Shortly after Apple announced at the WWDC that they would take Apple Pay to the web, tech major IBM and e-commerce portal Shopify have confirmed that they will be integrating the payment option into sites under their influence.
IBM’s WebSphere and Commerce Cloud client base of over 12,000 will be offered the Apple Pay integration, and Shopify will support integration for the 275,000 merchants on its own platform this year.
Apple plans to introduce a mobile and web browser version of the mobile wallet later this year, and the two deals will be a significant validation of their decision to take on PayPal at some level. Of course, PayPal’s presence in 203 countries and a user base of 179 million is not something Apple is going to decimate overnight, but it puts them squarely in contention with the payment giant on their own turf.
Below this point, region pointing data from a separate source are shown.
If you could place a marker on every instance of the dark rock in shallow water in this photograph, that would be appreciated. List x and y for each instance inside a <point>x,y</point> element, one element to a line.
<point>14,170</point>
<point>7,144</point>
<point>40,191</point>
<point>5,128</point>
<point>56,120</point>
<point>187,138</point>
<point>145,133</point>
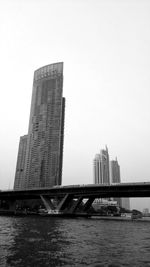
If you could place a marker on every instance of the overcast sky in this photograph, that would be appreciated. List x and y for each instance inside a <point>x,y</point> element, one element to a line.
<point>105,47</point>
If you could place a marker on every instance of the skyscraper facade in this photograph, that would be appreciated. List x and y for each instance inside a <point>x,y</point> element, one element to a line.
<point>114,171</point>
<point>44,149</point>
<point>115,176</point>
<point>101,167</point>
<point>19,176</point>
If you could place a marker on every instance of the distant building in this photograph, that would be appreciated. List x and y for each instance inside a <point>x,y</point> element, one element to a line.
<point>115,177</point>
<point>114,171</point>
<point>101,167</point>
<point>20,166</point>
<point>44,145</point>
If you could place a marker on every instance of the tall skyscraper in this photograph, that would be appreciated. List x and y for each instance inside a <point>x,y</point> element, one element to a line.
<point>114,171</point>
<point>101,167</point>
<point>19,176</point>
<point>115,177</point>
<point>44,148</point>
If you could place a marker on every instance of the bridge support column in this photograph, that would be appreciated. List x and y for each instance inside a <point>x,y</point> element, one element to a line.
<point>12,205</point>
<point>88,204</point>
<point>64,202</point>
<point>76,205</point>
<point>47,203</point>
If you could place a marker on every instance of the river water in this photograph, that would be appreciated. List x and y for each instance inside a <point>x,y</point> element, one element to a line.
<point>40,241</point>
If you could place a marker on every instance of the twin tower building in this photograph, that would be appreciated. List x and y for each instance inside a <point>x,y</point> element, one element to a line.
<point>40,154</point>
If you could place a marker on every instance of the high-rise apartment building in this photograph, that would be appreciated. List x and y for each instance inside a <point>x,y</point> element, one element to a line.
<point>44,148</point>
<point>114,171</point>
<point>19,176</point>
<point>101,167</point>
<point>115,176</point>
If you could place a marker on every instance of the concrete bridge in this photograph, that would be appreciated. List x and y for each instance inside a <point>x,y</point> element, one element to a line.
<point>67,199</point>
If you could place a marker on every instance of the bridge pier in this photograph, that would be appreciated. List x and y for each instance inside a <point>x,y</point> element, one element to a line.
<point>47,203</point>
<point>76,205</point>
<point>88,204</point>
<point>12,205</point>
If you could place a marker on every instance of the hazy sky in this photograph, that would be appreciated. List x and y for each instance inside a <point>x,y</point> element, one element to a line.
<point>105,47</point>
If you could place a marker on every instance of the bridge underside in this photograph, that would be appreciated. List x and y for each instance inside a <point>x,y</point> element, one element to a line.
<point>74,199</point>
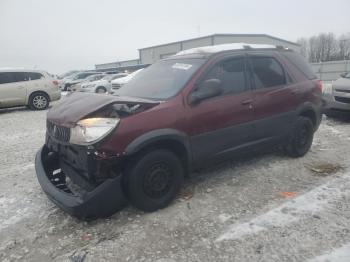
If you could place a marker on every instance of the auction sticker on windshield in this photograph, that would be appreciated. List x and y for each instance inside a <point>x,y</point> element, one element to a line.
<point>181,66</point>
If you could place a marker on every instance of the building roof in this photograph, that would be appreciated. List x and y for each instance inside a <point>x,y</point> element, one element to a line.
<point>214,35</point>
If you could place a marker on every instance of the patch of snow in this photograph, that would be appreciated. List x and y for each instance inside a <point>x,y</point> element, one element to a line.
<point>224,217</point>
<point>13,211</point>
<point>223,47</point>
<point>341,254</point>
<point>292,211</point>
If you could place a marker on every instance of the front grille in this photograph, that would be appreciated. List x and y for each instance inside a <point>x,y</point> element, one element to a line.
<point>342,90</point>
<point>342,99</point>
<point>60,133</point>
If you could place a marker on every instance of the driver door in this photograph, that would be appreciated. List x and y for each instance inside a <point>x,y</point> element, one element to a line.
<point>222,124</point>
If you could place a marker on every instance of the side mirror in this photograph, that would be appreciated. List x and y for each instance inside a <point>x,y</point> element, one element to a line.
<point>209,88</point>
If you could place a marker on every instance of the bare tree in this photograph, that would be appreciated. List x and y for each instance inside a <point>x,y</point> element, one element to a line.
<point>344,47</point>
<point>325,47</point>
<point>304,46</point>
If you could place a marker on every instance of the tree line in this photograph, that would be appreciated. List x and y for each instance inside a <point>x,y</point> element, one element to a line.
<point>325,47</point>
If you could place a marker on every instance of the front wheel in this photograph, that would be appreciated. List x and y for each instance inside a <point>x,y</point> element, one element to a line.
<point>301,137</point>
<point>153,180</point>
<point>38,101</point>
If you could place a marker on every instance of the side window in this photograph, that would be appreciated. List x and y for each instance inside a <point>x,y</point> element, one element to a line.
<point>267,72</point>
<point>20,76</point>
<point>231,73</point>
<point>6,78</point>
<point>34,76</point>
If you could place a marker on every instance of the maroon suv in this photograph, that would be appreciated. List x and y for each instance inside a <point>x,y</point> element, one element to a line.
<point>179,114</point>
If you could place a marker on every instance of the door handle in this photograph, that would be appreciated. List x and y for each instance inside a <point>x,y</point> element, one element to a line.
<point>247,102</point>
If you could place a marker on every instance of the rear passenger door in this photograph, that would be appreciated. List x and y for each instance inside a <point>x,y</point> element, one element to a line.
<point>274,101</point>
<point>12,89</point>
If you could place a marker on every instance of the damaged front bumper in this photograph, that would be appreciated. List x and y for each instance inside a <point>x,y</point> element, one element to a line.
<point>101,201</point>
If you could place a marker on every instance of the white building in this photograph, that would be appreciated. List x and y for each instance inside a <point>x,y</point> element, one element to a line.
<point>151,54</point>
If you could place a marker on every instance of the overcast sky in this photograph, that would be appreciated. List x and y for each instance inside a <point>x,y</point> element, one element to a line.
<point>59,35</point>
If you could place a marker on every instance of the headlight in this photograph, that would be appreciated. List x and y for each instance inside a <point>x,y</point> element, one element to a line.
<point>90,130</point>
<point>327,89</point>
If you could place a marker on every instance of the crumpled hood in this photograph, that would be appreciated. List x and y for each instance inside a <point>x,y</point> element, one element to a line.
<point>78,105</point>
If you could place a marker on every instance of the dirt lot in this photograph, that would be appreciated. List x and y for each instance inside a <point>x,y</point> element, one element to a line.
<point>265,208</point>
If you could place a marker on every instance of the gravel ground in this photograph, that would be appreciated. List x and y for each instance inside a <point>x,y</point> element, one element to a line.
<point>264,208</point>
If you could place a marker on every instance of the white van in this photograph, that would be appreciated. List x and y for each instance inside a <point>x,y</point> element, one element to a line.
<point>32,88</point>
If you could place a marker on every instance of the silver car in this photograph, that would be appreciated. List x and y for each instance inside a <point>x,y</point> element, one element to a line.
<point>32,88</point>
<point>337,95</point>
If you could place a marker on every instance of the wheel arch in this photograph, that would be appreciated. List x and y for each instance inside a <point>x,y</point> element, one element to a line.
<point>310,111</point>
<point>170,139</point>
<point>37,92</point>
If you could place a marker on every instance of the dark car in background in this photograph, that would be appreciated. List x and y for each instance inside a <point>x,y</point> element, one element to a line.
<point>337,96</point>
<point>178,115</point>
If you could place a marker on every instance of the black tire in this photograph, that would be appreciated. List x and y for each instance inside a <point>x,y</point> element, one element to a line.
<point>39,101</point>
<point>301,137</point>
<point>153,180</point>
<point>101,90</point>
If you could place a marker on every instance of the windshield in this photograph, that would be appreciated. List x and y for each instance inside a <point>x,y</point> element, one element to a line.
<point>110,77</point>
<point>161,80</point>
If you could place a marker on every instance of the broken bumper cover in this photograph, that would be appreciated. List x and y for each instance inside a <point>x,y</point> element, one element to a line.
<point>102,201</point>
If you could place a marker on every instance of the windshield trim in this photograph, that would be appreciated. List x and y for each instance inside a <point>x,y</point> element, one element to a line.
<point>205,60</point>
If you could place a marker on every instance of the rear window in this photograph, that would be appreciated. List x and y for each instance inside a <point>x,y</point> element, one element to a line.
<point>33,76</point>
<point>299,62</point>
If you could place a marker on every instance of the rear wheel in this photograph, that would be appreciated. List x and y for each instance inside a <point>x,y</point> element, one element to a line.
<point>301,137</point>
<point>101,90</point>
<point>38,101</point>
<point>154,179</point>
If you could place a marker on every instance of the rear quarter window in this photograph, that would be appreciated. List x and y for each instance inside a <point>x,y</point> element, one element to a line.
<point>6,77</point>
<point>300,63</point>
<point>33,76</point>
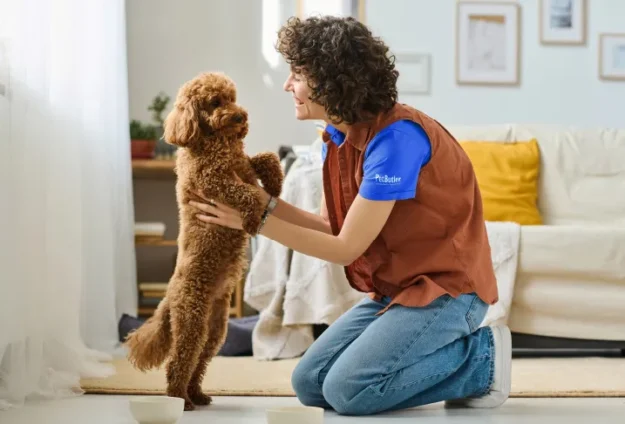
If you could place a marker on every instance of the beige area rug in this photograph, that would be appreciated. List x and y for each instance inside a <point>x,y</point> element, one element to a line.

One of the technical limitations at this point is that Apple device users will still need to provide authentication using TouchID with their Apple Pay account linked to it, and they will need to use Apple’s Safari browser on their iPad, iPhone or Mac in order to authorize the payment. Naturally, this greatly reduces the usage potential of Apple Pay on the web, and this is something they will need to address if they want to appeal to a much larger market. Options like PayPal are not browser-constrained, and this is one of their biggest advantages.
In terms of integration, IBM will be offering a widget for Apple Pay, while Shopify’s merchant base can either use the built-in option or choose from a range of payment gateways including Stripe and Authorize.net.
Apple’s entry into the web space with Apple Pay signals a basic shift in the company’s willingness to open up their technology to integration with other systems. If this venture is as successful as Tim Cook hopes, it will create a precedent that Apple sorely needs to emerge from its shell of exclusivity and embark on a new path of inclusiveness.
Who knows, if it eventually promises to become a long-term, dependable revenue stream for Apple, they may well consider offering it to non-Apple users.